Von da an geht es durch die verschiedenen Abteilungen. Anfangs klammert sich die Erzählung viel zu sehr an diese nichtexistente Handlung und beschreibt minutiös die Details, ob sie nun dadurch interessant werden oder nicht. Das Einzige, was einen beim Lesen vom Einnicken abhält, ist der ärgerliche Gedanke an die Bäume, die für diese Seiten ihr Leben lassen mussten.
Liest man sich fest? Oder ändert sich das Buch?

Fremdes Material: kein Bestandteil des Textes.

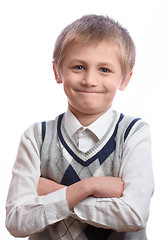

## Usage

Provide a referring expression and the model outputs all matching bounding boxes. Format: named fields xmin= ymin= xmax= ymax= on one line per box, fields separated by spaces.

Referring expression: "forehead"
xmin=64 ymin=40 xmax=121 ymax=62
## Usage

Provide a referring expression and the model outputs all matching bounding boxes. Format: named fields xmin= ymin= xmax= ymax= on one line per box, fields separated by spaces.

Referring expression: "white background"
xmin=0 ymin=0 xmax=168 ymax=240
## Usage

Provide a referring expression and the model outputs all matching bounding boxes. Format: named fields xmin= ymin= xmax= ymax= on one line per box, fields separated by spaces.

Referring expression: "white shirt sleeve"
xmin=6 ymin=126 xmax=72 ymax=237
xmin=74 ymin=126 xmax=154 ymax=232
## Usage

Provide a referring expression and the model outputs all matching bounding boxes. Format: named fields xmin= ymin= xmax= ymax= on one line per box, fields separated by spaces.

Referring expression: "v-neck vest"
xmin=30 ymin=111 xmax=146 ymax=240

Doch dann, es geschieht recht plötzlich, löst sich Wagner von einer sturen Betrachtung der Honiggläser. Ab diesem Moment ist das Buch das Opfer der Bäume wert. Denn die scharf beobachteten Erlebnisse werden mit Erinnerungen und Tagträumen verknüpft. Davon, wie er im Supermarkt eine Frau kennenlernt, die die gleichen Dinge im Wagen hat. Alles wäre perfekt. „Aber ich weiß schon, am Ende stört mich, dass sie raucht, oder sie stört, dass ich rauche oder eben nicht rauche, oder mich stört, dass sie darauf besteht, Tiefkühlpizza mit Messer und Gabel zu essen, oder sie stört, dass der Fernseher läuft oder nicht läuft, oder mich stört das Programm, das sie so gerne schaut, oder sie hängt noch an ihrem Ex-Mann oder Ex-Freund oder findet, dass ich L. zu sehr hinterhertrauere.“
Was den letzten Punkt betrifft, hätte die Dame recht. Denn alles im Supermarkt erinnert den Erzähler an L., die vor Jahren bei ihm ausgezogen ist und ein nicht kleiner werdendes Loch hinterlassen hat. Doch es gibt auch von ihr unbelastete Einkaufsaspekte. Sei es das Dilemma zwischen Bio- und normalen Produkten, die möglicherweise nicht so weit fliegen mussten und deshalb eine bessere CO2-Bilanz aufweisen oder ein gewisser Einkaufsatavismus: „Manchmal kommt es mir vor, als könnte ich mich ans Jagen erinnern, einen Speer in der Hand, unterwegs in der Savanne. Eine Million Jahre Jagen und Sammeln, achttausend Jahre Landwirtschaft, neunzig Jahre Supermarkt. Kein Wunder, dass ich verwirrt bin, es ging doch alles ziemlich schnell." Wenn Wagner gleich so losgelegt hätte, hätte sein Roman ein noch größeres Lob verdient.